2021-05-28lei: handle a single IMAP message in most places
"lei import" can now import a single IMAP message via <imaps://example.com/MAILBOX/;UID=$UID> Likewise, "lei inspect" can show the blob information for UID URLs and "lei lcat" can display the blob without network access if imported. "lei lcat" also gets rid of some unused code and supports "blob:$OIDHEX" syntax as described in the comments (and used by our "text" output format). v2: enforce UID in URL, fail without v3: fix error reporting (s/fail/child_error/)
2021-05-28lei_mail_sync: debug code for uncommitted txn
I'm not 100% sure why, but "lei up" seems to cause uncommitted transaction errors. LeiToMail calls sto->set_sync_info, but LeiXSearch should call sto->done and lms_commit, so I'm not sure where the uncommited transaction is coming from...
2021-05-28lei: add TODO item for FUSE mount
It seems possible and natural to allow browsing lei/store as a Maildir (as well as read-write JMAP/IMAP store).
2021-05-28lei: mark reorder-and-rewrite-local-history as a TODO item
This is low priority, for now.
2021-05-28viewdiff: escape '{' and '}' for regexp
Perl 5 doesn't warn on this, yet, but it warns on unescaped '(' and ')' nowadays, so it's conceivable Perl could start warning on this in the future.
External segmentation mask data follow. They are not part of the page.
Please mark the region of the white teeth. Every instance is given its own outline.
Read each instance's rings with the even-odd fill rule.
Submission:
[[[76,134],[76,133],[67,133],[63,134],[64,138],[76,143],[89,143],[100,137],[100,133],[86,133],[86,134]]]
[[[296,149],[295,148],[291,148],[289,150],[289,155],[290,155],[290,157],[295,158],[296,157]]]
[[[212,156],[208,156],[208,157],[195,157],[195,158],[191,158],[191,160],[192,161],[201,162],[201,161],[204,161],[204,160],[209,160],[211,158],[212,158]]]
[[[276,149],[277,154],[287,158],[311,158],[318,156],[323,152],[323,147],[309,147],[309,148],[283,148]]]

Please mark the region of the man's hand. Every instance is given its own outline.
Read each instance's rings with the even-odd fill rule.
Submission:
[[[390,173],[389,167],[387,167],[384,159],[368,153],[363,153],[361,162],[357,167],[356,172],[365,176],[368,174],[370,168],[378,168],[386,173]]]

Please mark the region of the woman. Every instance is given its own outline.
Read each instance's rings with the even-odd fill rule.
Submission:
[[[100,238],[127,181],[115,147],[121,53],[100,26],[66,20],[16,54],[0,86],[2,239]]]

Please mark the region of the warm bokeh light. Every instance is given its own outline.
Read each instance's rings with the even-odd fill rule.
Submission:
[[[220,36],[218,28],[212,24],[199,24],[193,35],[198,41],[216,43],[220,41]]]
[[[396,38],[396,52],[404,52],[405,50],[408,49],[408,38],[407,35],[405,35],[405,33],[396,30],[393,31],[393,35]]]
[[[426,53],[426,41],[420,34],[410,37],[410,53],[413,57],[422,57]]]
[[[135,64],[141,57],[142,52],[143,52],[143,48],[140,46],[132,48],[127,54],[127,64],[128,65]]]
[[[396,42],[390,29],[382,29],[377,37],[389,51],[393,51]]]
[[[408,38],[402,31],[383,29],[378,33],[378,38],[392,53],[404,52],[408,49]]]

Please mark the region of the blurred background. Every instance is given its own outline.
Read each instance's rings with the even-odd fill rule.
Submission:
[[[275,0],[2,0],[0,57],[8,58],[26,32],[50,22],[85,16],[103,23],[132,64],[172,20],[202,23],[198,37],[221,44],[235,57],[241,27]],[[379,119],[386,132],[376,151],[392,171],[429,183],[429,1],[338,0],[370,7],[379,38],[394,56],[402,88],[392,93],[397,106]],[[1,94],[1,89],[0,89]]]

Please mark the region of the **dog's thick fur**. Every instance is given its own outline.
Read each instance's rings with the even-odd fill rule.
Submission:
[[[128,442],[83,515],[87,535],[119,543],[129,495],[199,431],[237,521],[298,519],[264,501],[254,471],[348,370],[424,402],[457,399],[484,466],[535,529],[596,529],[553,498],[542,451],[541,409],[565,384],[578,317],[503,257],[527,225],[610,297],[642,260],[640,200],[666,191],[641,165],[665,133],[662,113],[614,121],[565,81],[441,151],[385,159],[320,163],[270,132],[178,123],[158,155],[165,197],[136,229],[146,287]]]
So future-proof our code and reduce reader confusion.
2021-05-28viewdiff: make $UNSAFE a variable
There's no sense in using a constant here since it gets copied into the uri_escape_utf8 function anyways. Furthermore, inlined constants still leave behind a subroutine and subs cost several KB of memory. Finally, add a comment as to why it's different than the default escape, since I just spent a minute wondering that.
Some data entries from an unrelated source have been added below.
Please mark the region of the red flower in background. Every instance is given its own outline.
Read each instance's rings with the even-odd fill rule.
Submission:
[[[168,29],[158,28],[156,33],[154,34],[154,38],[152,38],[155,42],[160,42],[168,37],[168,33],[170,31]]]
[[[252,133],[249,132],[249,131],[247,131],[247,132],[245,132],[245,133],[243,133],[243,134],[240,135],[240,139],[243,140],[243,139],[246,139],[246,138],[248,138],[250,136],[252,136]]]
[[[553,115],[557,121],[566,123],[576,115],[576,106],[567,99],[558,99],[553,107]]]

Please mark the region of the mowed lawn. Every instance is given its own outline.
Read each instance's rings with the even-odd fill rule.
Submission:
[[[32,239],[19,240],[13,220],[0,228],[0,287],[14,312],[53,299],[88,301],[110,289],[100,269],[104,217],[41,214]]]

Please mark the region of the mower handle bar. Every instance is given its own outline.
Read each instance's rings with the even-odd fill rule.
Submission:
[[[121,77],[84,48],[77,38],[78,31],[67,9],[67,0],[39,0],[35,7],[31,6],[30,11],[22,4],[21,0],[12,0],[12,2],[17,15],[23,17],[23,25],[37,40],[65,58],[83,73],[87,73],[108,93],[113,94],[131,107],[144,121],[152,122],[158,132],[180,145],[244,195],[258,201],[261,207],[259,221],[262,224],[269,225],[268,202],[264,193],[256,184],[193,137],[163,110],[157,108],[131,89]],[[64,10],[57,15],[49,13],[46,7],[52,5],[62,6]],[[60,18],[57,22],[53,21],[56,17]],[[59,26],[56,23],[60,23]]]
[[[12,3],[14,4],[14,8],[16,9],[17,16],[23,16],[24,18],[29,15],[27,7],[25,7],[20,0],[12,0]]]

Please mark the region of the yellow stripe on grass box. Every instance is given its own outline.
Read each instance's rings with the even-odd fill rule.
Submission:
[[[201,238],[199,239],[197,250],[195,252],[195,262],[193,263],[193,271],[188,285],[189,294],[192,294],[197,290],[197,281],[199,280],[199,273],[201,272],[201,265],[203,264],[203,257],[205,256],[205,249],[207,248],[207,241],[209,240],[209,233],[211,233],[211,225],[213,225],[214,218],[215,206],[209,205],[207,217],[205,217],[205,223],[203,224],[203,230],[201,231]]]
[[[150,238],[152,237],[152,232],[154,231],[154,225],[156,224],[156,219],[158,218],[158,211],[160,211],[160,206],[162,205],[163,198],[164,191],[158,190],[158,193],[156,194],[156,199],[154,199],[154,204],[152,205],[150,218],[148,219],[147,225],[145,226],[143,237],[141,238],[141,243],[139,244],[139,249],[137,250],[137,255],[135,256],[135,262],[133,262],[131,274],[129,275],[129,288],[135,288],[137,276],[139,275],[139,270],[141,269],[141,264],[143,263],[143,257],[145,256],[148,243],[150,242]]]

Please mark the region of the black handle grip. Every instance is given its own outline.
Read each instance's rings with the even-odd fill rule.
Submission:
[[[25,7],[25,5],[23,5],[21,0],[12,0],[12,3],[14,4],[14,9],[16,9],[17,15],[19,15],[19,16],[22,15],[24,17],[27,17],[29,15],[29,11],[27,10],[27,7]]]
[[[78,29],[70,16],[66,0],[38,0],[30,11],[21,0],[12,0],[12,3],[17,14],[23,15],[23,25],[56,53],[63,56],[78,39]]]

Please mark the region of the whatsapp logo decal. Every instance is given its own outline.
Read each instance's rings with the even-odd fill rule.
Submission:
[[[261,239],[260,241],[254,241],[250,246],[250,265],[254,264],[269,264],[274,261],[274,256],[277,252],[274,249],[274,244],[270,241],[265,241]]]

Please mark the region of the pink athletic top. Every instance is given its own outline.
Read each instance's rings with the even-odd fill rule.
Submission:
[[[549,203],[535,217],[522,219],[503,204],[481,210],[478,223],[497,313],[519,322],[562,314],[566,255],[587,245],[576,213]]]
2021-05-27lei rm: new command to remove messages from index
This is similar to "public-inbox-learn rm", but it's possible to point an entire Maildir/IMAP/mbox*/newsgroup at it.
2021-05-26lei: require Socket::MsgHdr or Inline::C, drop oneshot
The cost of supporting separate code paths between oneshot and daemon isn't worth the trouble; especially if there are more users to support. The test suite time nearly doubles with oneshot, so that's hurting developer productivity. FD passing is currently required to work efficiently with remote HTTP(S) queries which return large messages, as seen in commit 708b182a57373172f5523f3dc297659d58e03b58 ("ipc: wq: handle >MAX_ARG_STRLEN && <EMSGSIZE case"). Additionally, upcoming support for IMAP IDLE and inotify-based monitoring of Maildirs cannot work properly without a background daemon.
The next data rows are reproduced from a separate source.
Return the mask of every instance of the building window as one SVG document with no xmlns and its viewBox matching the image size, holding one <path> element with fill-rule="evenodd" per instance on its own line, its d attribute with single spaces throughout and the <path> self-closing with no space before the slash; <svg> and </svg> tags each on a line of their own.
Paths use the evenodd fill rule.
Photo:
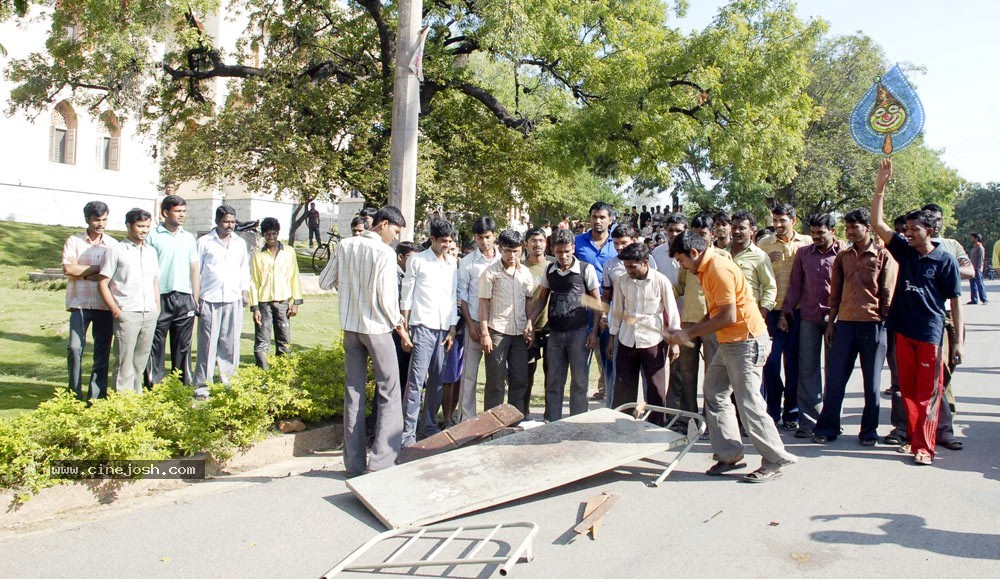
<svg viewBox="0 0 1000 579">
<path fill-rule="evenodd" d="M 121 167 L 121 124 L 111 111 L 101 115 L 97 124 L 97 166 L 108 171 Z"/>
<path fill-rule="evenodd" d="M 49 123 L 49 161 L 76 165 L 76 112 L 66 101 L 56 105 Z"/>
</svg>

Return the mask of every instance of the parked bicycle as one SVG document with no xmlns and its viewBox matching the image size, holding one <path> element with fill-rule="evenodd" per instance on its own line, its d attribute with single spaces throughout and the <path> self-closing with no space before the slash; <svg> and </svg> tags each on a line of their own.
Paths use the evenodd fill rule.
<svg viewBox="0 0 1000 579">
<path fill-rule="evenodd" d="M 333 250 L 337 249 L 337 244 L 340 243 L 339 233 L 327 231 L 326 234 L 328 236 L 326 243 L 317 246 L 312 256 L 312 270 L 316 275 L 323 271 L 326 262 L 330 261 L 330 257 L 333 255 Z"/>
</svg>

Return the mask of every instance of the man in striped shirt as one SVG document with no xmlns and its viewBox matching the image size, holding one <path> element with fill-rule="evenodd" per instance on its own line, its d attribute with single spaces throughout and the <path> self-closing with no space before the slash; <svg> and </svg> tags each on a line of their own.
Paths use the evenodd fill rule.
<svg viewBox="0 0 1000 579">
<path fill-rule="evenodd" d="M 396 253 L 389 246 L 406 227 L 402 212 L 387 205 L 375 214 L 368 231 L 337 244 L 319 276 L 323 289 L 339 292 L 344 332 L 344 467 L 348 476 L 382 470 L 396 462 L 403 440 L 399 367 L 392 342 L 399 333 L 403 350 L 413 349 L 399 310 Z M 378 423 L 371 456 L 365 454 L 365 382 L 368 358 L 375 371 Z"/>
</svg>

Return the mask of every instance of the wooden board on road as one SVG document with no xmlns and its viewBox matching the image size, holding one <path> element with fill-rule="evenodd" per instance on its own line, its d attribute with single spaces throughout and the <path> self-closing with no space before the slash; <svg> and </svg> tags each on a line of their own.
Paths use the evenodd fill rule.
<svg viewBox="0 0 1000 579">
<path fill-rule="evenodd" d="M 347 481 L 382 523 L 429 525 L 538 494 L 686 442 L 608 408 Z"/>
</svg>

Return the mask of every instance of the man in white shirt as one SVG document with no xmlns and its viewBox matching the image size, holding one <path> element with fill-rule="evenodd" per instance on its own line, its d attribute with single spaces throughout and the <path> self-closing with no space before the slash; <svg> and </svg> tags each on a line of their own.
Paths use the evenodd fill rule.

2021-05-25ipc: wq: handle >MAX_ARG_STRLEN && <EMSGSIZE case
WQWorkers are limited roughly to MAX_ARG_STRLEN (the kernel limit of argv + environ) to avoid excessive memory growth. Occasionally, we need to send larger messages via workqueues that are too small to hit EMSGSIZE on the sender. This fixes "lei q" when using HTTP(S) externals, since that code path sends large Eml objects from lei_xsearch workers directly to lei2mail WQ workers.
2021-05-25ipc: avoid potential stack-not-refcounted bug
This fixes a potential problem with Carp::longmess firing somewhere deeper in the stack. This is not a known problem at this time, but something I noticed while chasing something else.
2021-05-25lei forget-mail-sync: new command to drop sync information
Sometimes a user stops caring to sync an IMAP or Maildir folder, or wants to force a resync. Let them run this command to have lei forget all the sync information about the mail folder. This won't delete any stored messages in git, but will leave "lei index" users with dangling references.